The other change occurred in Ballack’s mind. “I now see myself as a player who has self-confidence,” he says. So much so that
Spiegel
magazine, the guardian of German democracy, has published a long feature arguing that Ballack is arrogant. His father called the notion “rubbish with sauce,” but many still believe it. A sports magazine ranked Ballack third in a list of players most disliked by Bundesliga players.
This is partly a matter of appearances. To the untutored eye, Ballack resembles a caveman, but Germans think he is handsome, and he dresses well, which in Germany is considered suspect. He is also an elegant player, whose straight-backed run and curly dark hair have prompted comparisons with the young Franz Beckenbauer. Rainer Calmund, Leverkusen’s general manager, has called him “the little Kaiser.”
But he has a genuine egotistical streak, too. Though a team player, Ballack has never quite assimilated soccer’s collectivist ethic. Bayer Leverkusen, the works team of a chemicals company, is not a club anyone dreams of playing for as a child, and to say you would die for the jersey would sound hilarious, but Ballack takes his individualism a bit far.
After Euro 2000 he grumbled that the tournament had “brought him nothing,” which was true but tactless given the atmosphere of national mourning. At Bayer, he once Ballacked his coach, Berti Vogts, after being substituted. And when Real Madrid offered Leverkusen an astronomical transfer fee, he turned it down personally, saying that what mattered more was “what you earn yourself.”
“You can’t tell him anything anymore. He’s already a world champion,” says Christian Ziege of Spurs, a teammate with Germany. Asked about this, Ballack said Ziege was just angry because of a tackle at training. “I mowed him down. He said, ‘Are you crazy?’ I said, ‘Shut up. What do you want?’”

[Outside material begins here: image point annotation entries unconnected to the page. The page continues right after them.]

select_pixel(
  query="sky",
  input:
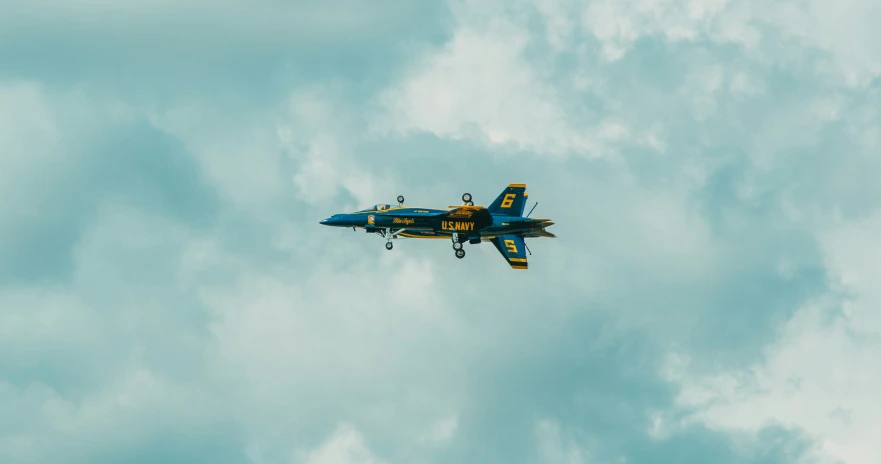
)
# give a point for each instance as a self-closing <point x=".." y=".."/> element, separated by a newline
<point x="167" y="294"/>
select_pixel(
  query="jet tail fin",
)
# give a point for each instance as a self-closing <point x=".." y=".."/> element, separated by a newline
<point x="511" y="202"/>
<point x="513" y="249"/>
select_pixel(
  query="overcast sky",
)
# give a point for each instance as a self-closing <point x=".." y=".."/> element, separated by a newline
<point x="167" y="294"/>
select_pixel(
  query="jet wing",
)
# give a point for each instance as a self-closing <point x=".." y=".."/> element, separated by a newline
<point x="513" y="249"/>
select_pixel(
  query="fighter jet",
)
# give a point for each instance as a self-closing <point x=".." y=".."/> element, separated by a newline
<point x="502" y="223"/>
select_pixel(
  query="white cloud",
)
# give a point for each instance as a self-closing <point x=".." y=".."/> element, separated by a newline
<point x="558" y="446"/>
<point x="481" y="86"/>
<point x="345" y="446"/>
<point x="821" y="374"/>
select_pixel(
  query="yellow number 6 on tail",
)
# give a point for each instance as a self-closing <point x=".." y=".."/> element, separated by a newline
<point x="511" y="247"/>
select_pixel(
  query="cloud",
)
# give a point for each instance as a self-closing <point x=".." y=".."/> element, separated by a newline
<point x="167" y="294"/>
<point x="817" y="375"/>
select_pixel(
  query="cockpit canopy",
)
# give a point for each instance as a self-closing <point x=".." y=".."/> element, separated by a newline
<point x="377" y="208"/>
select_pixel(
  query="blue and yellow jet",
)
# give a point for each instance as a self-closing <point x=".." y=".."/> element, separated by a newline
<point x="502" y="223"/>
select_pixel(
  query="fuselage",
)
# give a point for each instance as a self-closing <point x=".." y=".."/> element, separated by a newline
<point x="469" y="223"/>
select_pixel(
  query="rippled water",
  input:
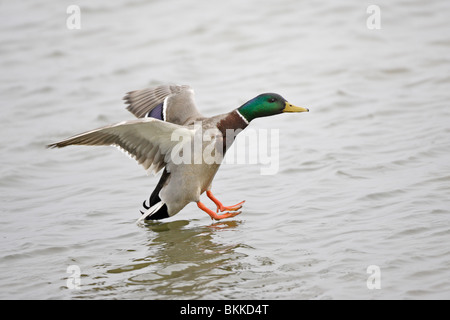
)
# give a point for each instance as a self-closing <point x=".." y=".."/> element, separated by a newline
<point x="363" y="179"/>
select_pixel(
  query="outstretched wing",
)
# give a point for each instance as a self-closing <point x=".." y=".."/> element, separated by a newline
<point x="170" y="103"/>
<point x="149" y="141"/>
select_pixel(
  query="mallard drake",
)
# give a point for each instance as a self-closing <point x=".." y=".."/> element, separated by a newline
<point x="164" y="137"/>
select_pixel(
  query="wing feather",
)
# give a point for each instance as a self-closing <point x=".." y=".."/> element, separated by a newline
<point x="148" y="140"/>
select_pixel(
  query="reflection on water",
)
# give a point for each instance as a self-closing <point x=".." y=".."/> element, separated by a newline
<point x="181" y="259"/>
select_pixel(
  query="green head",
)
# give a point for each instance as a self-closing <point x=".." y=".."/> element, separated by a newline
<point x="267" y="104"/>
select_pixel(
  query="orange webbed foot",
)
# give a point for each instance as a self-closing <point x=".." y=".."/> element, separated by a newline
<point x="215" y="215"/>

None of the criticism has unsettled Ballack. His father told
Spiegel
that his son was fortunately “not someone who thinks too much” and, furthermore, was “übercool.”
This has been his season. Having underperformed for Germany for years, culminating in that 5–1 defeat in Munich, he scored three goals in the playoff matches against Ukraine to take them to the World Cup. Playing in midfield, he is the second-highest scorer in the Bundesliga with fifteen. Thanks largely to him, Leverkusen is close to the league title and still in the Champions League.

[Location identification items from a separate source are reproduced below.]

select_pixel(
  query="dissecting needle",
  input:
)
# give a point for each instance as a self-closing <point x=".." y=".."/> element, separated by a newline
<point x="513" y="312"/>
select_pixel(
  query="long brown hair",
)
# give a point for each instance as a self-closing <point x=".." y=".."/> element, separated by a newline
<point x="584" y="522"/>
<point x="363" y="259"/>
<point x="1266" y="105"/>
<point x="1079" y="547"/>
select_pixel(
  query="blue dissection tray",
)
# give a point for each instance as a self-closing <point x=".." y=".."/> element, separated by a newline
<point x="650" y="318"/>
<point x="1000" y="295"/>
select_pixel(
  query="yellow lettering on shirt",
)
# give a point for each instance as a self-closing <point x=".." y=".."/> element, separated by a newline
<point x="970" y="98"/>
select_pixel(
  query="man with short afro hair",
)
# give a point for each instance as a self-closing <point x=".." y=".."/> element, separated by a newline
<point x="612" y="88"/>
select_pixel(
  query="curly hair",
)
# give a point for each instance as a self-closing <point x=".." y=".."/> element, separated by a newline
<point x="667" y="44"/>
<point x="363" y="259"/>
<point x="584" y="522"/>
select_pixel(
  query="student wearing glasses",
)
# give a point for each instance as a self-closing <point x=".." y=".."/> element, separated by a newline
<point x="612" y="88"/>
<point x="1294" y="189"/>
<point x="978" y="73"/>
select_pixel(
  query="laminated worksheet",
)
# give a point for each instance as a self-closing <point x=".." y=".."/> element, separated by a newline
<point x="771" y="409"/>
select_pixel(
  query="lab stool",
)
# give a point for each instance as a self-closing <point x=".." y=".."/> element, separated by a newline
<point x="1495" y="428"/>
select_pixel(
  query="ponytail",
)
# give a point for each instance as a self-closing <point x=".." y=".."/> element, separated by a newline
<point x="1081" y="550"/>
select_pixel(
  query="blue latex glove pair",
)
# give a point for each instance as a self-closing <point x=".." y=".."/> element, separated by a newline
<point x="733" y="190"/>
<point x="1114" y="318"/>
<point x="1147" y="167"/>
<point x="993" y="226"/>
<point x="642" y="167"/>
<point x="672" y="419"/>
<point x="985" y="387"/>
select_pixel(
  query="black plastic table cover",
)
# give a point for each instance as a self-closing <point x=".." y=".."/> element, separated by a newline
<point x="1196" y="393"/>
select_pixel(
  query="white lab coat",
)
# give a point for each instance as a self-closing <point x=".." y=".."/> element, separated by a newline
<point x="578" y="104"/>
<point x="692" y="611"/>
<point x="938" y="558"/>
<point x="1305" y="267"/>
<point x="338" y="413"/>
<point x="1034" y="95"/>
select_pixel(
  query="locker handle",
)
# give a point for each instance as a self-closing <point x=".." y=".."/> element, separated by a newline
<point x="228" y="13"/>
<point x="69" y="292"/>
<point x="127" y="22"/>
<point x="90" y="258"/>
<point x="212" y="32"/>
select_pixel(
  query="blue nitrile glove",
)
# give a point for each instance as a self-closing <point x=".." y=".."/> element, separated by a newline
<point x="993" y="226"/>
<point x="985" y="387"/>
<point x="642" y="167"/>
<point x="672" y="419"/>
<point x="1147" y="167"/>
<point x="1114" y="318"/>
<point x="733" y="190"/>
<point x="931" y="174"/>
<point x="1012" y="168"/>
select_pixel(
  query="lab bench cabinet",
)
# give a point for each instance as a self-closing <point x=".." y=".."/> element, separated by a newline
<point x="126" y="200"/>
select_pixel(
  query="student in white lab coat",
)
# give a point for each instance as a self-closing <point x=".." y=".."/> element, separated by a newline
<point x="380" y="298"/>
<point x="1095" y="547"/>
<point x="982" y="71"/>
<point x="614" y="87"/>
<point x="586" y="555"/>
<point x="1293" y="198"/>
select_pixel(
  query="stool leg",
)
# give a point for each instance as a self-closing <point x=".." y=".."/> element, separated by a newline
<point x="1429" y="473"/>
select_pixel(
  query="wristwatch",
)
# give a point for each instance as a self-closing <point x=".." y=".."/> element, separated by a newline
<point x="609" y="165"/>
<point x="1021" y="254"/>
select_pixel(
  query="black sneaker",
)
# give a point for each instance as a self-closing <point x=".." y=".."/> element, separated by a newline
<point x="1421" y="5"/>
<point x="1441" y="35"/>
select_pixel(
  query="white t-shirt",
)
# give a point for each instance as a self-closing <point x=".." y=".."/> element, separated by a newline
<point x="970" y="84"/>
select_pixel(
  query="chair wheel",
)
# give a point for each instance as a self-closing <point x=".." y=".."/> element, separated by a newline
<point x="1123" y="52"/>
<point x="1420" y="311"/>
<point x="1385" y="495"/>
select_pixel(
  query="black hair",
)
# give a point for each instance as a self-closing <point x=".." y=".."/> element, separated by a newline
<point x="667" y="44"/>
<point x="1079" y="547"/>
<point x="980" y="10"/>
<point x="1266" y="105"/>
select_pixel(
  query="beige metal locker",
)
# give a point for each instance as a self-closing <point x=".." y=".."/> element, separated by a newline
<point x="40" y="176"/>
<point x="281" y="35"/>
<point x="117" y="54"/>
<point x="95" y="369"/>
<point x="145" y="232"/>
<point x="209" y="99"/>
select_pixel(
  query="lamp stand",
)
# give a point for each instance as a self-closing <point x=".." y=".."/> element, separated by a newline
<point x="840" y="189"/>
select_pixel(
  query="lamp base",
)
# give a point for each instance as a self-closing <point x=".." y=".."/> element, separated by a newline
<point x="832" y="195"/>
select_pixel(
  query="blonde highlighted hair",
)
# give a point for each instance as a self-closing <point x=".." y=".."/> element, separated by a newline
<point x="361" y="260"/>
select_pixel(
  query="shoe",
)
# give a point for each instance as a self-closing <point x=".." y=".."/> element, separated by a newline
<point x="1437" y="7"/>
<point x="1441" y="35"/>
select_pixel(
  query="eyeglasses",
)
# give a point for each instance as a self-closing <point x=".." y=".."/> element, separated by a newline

To the 99.9 percent of German soccer fans who are not Leverkusen supporters, the semifinal against Manchester United is a mere prelude to the greater event of the summer. Germany is short on sporting heroes just now, not even very good at tennis anymore, and a nation’s sporting self-esteem has been resting on the Schumacher brothers.
Ballack has emerged just in time for the World Cup. The German team is starting to look respectable again. But they aren’t about to win the World Cup, are they?
Rio Ferdinand
June 2002
E
ven Brazil must be wondering how to penetrate this England defense, which has not conceded a goal in three games. You might beat Danny Mills or possibly Ashley Cole to the byline, but then Rio Ferdinand and Sol Campbell will eat up the cross. The route through the middle, guarded by Nicky Butt and Paul Scholes, looks daunting even for Rivaldo and Ronaldo.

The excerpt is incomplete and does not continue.